I close the door and lock it. “I’m surprised you want to talk to me at all.”
“I just…just need to work through some things. Out loud.”
“Of course,” I say, a little worried about what he means. “Do you want to take off your coat?”
“Sure.” He shrugs off his bulky army coat, revealing his long, wiry frame beneath a black T-shirt and faded jeans. His arms are even paler than his face, and blue, ropy veins track down his biceps and into the crooks of his elbows. For the first time, I notice the bottom of a tattoo poking out beneath his right sleeve.
“I didn’t know you had ink,” I say, pointing to his arm.
“Oh, yeah, yeah.” His left hand goes up as if to cover his tattoo for a moment, but then he pulls up his sleeve, revealing what looks like the pi sign, only with a line along the bottom as well. “It’s my birth sign. Gemini. I know, it’s stupid. I was young and drunk. Suppose I could’ve gotten something much worse.”
“I like it,” I say, not sure if I mean it or not.
He pulls his sleeve back down.
“Have a seat on the couch,” I tell him. “I’ll go open the wine.”
He does, and a minute later, I return with two glasses and set them on the coffee table, then go back to grab the bottle. I pour us each a glass, place the bottle on the table, and then sit, leaving a cushion of distance between us. For a brief moment, I have a flash of sharing a couch in a dark room with Melinda Glassin, which feels like a year ago. Or maybe it didn’t happen at all.

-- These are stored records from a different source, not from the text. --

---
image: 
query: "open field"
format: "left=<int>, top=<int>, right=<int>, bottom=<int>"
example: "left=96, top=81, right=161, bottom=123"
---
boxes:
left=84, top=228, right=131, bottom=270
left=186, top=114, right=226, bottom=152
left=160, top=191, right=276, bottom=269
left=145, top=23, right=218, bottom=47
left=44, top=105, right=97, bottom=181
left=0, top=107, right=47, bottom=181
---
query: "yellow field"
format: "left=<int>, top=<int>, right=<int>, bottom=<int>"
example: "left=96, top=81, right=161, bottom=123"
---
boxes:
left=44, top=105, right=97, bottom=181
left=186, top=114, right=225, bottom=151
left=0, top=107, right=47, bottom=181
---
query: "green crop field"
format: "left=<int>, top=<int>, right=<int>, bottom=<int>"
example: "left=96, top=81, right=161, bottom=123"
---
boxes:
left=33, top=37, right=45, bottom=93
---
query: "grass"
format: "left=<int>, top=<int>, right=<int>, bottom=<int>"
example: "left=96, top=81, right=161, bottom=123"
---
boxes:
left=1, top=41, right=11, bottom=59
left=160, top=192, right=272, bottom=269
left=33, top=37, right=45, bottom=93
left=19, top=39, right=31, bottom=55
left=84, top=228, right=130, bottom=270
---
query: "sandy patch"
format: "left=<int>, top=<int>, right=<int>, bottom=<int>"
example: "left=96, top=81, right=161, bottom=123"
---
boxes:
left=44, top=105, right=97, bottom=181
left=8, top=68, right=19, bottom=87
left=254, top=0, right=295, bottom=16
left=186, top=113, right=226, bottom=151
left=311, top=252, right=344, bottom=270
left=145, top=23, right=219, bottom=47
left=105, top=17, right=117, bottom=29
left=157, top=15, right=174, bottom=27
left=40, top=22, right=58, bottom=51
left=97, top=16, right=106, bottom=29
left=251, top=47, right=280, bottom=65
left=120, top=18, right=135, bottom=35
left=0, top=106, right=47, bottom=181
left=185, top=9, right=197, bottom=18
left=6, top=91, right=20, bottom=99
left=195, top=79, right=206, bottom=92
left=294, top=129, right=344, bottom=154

“I haven’t been sleeping much lately,” he starts. “I can’t get what happened here out of my mind. I mean, did th
at all really take place?” He runs his fingers through his hair as he looks down at the floor.
“Yeah, it did,” I say. “What happened was terrible. I think about it, too. But you had nothing to do with it, Richard.”
“I know, I know.”
“You were trying to help. I didn’t expect Thomas to do what he did. I didn’t want that, but it happened. That man was going to kill me, Richard.” The last thing I need is a guilt-torn Richard going to the police to wipe his conscience clean. “Even if we’d dropped him off at the hospital and he got fixed up, he was going to come back for me. I know that doesn’t make what happened in here any easier, but it’s the truth.”
“Alice—”
I talk over him. “And no matter how you feel, you weren’t involved, but if the police find out, it could make things very tricky. We need to make sure this stays with us. God, how you must hate me for making you a part of this.”
“Alice, you aren’t listening to me.”
I lean back on the couch.
“What?”
He leans forward and sets his wine on the coffee table.
“I don’t hate you. I want to help you. Any way I can.”
I shift my weight just a fraction away from him.
“I don’t need you to save me, Richard.”
“I didn’t say that. I said I wanted to help.”
“Why? If you were smart, you’d move out. Get as far away as you could.”
“It’s hard to explain,” he says.
And for a moment, I have a flash of what he’s about to say. It’s something ridiculous, like he’s falling in love with me. Or that he feels we’re supposed to be together.
“What is it, Richard?”
“It’s just… Well, this is going to sound strange. But I don’t feel guilty or bad about what happened. And maybe I should. Hell, I’m a nurse, aren’t I? But I feel just the opposite. He was going to hurt you, and then…what Thomas did. Once I got over the shock, I realized…I realized it gave me a rush, you know? The power of that moment. That man came here with a plan, thought he was in control. And then, bam.”